—Êtes-vous bien sûr que vous ne voyiez pas seulement un rayon de lumière, en route depuis cinq ans, le dernier éclat peut-être de cette constellation à son agonie...
Ossipoff courba la tête et demeura silencieux dans une posture méditative.
Mais cette méditation, Farenheit ne fut pas long à l'interrompre par un juron lancé d'une voix tonitruante.
—Ce que je vois de plus clair, là-dedans, clama-t-il, c'est que nous sommes bel et bien égarés à des milliards de lieues de notre patrie et que notre retour chez nous devient de plus en plus problématique.
—Eh! riposta le vieillard, chez vous! chez vous!... Vous n'avez que ces mots-là à la bouche... Franchement, tous nos voyages ne vous ont-ils pas donné le goût...
—De mon foyer! interrompit l'Américain... Oh! parfaitement si, plus que jamais.
—D'ailleurs, mon cher monsieur Ossipoff, dit à son tour d'une voix ferme M. de Flammermont, notre retour sur terre n'est plus en question: ce point a été tranché depuis longtemps et nous ne saurions admettre aucune nouvelle discussion à ce sujet.
—Alors, pourquoi sir Farenheit y revient-il? bougonna le savant.
—Pourquoi... pourquoi!... s'écria l'Américain, parce que plus nous allons et moins vous me semblez d'accord et que je me demande si en nous enfonçant davantage encore à chaque seconde dans l'infini...
—Nous nous rapprochons de la cinquième avenue?... dit Fricoulet en riant, rassurez-vous, mon cher Farenheit, car c'est le seul moyen pour nous de revenir à notre point de départ.

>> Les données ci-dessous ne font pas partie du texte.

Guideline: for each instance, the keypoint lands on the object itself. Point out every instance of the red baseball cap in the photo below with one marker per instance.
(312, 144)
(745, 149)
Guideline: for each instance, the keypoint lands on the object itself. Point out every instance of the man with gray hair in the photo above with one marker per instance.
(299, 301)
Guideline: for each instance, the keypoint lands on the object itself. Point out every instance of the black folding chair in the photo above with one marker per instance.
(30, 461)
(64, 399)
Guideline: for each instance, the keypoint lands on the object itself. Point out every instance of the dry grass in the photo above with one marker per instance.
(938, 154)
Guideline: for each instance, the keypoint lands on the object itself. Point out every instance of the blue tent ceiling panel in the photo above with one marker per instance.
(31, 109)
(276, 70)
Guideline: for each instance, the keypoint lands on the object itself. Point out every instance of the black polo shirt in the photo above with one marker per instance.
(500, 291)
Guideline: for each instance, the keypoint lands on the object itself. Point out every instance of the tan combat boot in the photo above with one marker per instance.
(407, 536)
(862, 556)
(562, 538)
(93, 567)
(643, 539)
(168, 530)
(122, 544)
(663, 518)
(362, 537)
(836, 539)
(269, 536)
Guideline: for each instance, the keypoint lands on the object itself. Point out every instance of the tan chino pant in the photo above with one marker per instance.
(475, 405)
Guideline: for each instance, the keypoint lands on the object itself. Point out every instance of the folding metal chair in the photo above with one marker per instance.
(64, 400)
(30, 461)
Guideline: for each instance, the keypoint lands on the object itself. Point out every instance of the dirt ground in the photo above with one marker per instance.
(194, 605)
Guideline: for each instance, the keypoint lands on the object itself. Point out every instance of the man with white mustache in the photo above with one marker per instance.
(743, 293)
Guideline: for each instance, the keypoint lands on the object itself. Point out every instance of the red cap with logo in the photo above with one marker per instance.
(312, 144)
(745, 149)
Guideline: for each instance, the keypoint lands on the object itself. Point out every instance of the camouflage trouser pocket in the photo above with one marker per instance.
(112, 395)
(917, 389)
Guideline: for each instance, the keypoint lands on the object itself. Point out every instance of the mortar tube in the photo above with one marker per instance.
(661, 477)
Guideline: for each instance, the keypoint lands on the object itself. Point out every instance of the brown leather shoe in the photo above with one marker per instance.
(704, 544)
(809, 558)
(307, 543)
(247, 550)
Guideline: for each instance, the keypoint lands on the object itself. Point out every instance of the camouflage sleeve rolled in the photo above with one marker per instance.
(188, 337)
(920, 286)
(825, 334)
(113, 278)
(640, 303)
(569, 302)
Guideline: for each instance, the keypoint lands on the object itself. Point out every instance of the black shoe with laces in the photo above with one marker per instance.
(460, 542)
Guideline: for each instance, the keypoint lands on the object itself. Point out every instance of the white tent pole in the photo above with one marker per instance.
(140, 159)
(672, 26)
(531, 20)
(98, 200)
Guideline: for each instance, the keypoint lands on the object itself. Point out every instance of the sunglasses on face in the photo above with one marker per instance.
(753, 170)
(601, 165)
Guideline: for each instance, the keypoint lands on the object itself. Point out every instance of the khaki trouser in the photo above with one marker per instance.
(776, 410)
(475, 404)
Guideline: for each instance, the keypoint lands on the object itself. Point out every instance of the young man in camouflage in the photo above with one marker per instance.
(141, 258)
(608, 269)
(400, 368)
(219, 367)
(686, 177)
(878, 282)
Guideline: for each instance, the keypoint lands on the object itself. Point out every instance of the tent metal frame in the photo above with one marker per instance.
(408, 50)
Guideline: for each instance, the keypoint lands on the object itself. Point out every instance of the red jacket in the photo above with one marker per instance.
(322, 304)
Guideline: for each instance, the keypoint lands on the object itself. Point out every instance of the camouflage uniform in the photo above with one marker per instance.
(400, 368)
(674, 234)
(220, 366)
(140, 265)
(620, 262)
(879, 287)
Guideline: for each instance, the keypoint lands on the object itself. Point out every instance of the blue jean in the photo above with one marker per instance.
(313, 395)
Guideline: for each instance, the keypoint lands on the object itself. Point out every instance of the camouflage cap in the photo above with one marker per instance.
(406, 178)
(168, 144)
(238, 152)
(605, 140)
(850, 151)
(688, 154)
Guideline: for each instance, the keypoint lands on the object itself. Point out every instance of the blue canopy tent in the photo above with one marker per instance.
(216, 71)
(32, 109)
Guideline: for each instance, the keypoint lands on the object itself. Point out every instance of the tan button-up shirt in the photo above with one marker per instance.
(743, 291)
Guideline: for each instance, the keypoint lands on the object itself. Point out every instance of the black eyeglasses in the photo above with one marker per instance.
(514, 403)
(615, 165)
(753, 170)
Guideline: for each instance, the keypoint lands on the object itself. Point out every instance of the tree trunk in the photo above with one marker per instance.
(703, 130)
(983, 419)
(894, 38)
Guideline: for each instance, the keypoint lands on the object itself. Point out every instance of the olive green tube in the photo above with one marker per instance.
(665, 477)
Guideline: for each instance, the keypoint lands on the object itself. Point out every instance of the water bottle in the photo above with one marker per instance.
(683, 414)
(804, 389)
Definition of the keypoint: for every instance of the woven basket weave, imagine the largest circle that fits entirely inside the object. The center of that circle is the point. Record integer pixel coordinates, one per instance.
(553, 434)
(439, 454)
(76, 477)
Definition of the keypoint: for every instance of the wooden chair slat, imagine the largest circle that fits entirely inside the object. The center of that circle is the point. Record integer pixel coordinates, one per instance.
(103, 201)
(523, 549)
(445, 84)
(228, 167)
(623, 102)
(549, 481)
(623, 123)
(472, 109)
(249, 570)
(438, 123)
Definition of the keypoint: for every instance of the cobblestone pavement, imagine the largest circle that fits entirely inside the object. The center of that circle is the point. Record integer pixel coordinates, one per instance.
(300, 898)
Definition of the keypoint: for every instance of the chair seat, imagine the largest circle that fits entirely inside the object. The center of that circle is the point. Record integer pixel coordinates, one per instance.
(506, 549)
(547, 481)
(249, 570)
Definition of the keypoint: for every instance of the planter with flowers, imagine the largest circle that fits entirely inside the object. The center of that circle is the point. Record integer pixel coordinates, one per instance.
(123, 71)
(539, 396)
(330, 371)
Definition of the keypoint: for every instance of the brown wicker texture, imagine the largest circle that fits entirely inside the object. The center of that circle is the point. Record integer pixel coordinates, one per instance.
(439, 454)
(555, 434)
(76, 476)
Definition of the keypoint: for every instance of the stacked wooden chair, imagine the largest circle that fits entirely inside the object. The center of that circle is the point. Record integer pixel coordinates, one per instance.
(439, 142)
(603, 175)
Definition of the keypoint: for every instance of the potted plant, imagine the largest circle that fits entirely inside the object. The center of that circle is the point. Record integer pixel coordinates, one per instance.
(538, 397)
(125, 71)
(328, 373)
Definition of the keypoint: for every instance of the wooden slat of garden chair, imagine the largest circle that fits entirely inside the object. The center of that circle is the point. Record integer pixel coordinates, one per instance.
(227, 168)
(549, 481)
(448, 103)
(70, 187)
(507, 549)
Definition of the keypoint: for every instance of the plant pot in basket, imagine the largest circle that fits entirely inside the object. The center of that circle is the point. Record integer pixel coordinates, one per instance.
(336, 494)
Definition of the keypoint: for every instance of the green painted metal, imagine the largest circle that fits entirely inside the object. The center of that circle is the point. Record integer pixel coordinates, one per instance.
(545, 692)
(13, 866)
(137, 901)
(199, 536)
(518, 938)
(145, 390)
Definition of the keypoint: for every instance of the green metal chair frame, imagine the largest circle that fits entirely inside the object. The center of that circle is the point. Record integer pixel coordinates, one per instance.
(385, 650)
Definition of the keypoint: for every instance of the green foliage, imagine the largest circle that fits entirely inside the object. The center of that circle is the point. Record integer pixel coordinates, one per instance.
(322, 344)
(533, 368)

Quant à être perdus, ainsi que vous le dites, crainte vaine: bien que les constellations aient disparu, le calcul permet très bien de retrouver la position qu'elles occupaient dans le ciel... Mais parle donc, Gontran, tu restes là, muet, comme si tu te faisais un malin plaisir d'augmenter l'angoisse de ce cher ami!... Répète-lui donc ce que tu me disais il n'y a qu'un instant... Nous sommes en pleine Croix-du-Sud.